Ces articles de la rubrique « Ailleurs sur le web » sont publiés à titre d'information et n'engagent pas la Tendance CLAIRE.
Les mineurs de Trieux, en 1963. G. Bloncourt. Rue des Archives
L’historien donne son regard sur la mobilisation et explique ce qu’a changé le salariat dans le déroulé des mouvements sociaux
Pour l’auteur d’une Histoire populaire de la France (Agone), l’inscription de la grève dans le temps implique de nouvelles solidarités.
Quel regard portez-vous sur la mobilisation en cours ?
Dans toutes les grandes luttes sociales, on voit surgir un conflit symbolique entre des porte-parole qui s’opposent chacun au nom du peuple. Lorsque la cause défendue par les gens qui sont dans la lutte paraît légitime aux yeux de l’opinion, comme c’était le cas avec les gilets jaunes et comme c’est encore le cas dans le mouvement actuel contre le projet gouvernemental sur les retraites, les dominants doivent faire flèche de tout bois pour discréditer ceux qui sont dans la lutte. Les gilets jaunes étaient dénoncés comme des casseurs, des antisémites, des racistes. Aujourd’hui, les salariés en grève sont présentés comme des privilégiés qui rendent la vie impossible au peuple travailleur, allant jusqu’à le menacer de gâcher son Noël. Les partisans de ce projet de loi, comme leurs adversaires, affirment défendre les intérêts du peuple français ; les uns et les autres disent qu’ils combattent les privilèges et qu’ils luttent pour l’égalité. Fait nouveau, la cause des femmes fait partie aujourd’hui de cette panoplie d’arguments légitimes. Mais, bien évidemment, les définitions que chaque camp donne de ces causes communes sont radicalement opposées. C’est la diversité des soutiens dont pourront bénéficier les grévistes qui leur permettra de populariser leur conception de l’égalité et de la justice dans l’opinion publique. Prenons l’exemple des femmes. Alors que le gouvernement affirme qu’elles seront les «grandes gagnantes» de la réforme, les grévistes assurent le contraire. Dans cette configuration, la mobilisation féministe contre ce projet de loi peut jouer un rôle majeur dans l’élargissement de la contestation.

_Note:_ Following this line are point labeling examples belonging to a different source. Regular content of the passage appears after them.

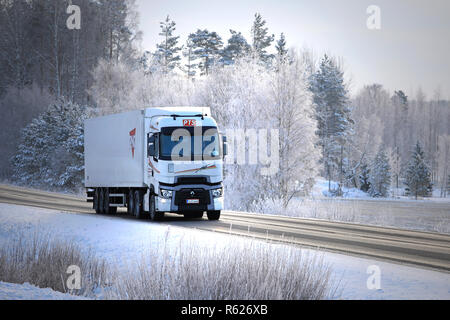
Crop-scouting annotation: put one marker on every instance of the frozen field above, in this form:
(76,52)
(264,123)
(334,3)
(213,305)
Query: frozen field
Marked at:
(431,214)
(122,242)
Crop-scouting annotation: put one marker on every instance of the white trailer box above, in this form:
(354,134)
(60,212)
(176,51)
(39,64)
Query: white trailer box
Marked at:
(114,150)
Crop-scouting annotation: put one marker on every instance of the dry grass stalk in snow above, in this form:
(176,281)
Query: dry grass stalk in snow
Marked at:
(43,262)
(244,269)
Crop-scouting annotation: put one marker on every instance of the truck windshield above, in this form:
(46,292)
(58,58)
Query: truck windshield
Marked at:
(189,143)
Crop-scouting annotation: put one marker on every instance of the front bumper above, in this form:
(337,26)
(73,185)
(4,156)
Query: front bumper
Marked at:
(177,204)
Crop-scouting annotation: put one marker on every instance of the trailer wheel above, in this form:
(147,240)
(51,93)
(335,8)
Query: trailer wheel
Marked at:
(154,215)
(130,203)
(194,215)
(138,204)
(213,215)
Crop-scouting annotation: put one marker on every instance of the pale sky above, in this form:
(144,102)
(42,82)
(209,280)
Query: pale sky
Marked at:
(411,50)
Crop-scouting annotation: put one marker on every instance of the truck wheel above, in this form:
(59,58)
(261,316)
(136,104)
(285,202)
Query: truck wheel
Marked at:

La prolongation du mouvement social serait-elle inédite ?
A la fin du XIXe siècle, les grèves pouvaient durer jusqu’à un an grâce à l’autonomie dont disposaient encore les ouvriers. Dans la grande industrie, beaucoup d’entre eux étaient encore proches de la terre. Souvent, ils profitaient de la grève pour aller donner un coup de main aux paysans. En retour, la communauté villageoise était solidaire. C’est la grande époque des «soupes communistes», une forme de solidarité qui était efficace quand les ouvriers n’étaient pas totalement pris dans les filets du salariat. L’un des grands problèmes que rencontrent aujourd’hui les syndicats tient au fait que les salariés ne peuvent pas se permettre des grèves très longues car la plupart d’entre eux sont enchaînés au crédit. Pour éviter le retour d’une grève aussi longue et aussi massive que celle de Mai 68, la classe dominante a multiplié les initiatives favorisant l’accès au crédit et à la propriété. Mais la dialectique de la lutte des classes fait que de nouvelles formes de domination engendrent de nouvelles formes de résistance. L’un des côtés positifs d’Internet et des réseaux sociaux, c’est que ces nouveaux moyens de communication ont permis le développement des caisses de grève, qu’on pourrait appeler des «soupes communistes à distance», pour montrer la continuité de ces formes historiques de solidarité.
A l’approche des fêtes de Noël, l’idée de suspendre ou non la mobilisation, comme lui enjoint l’exécutif, hante les assemblées de grévistes…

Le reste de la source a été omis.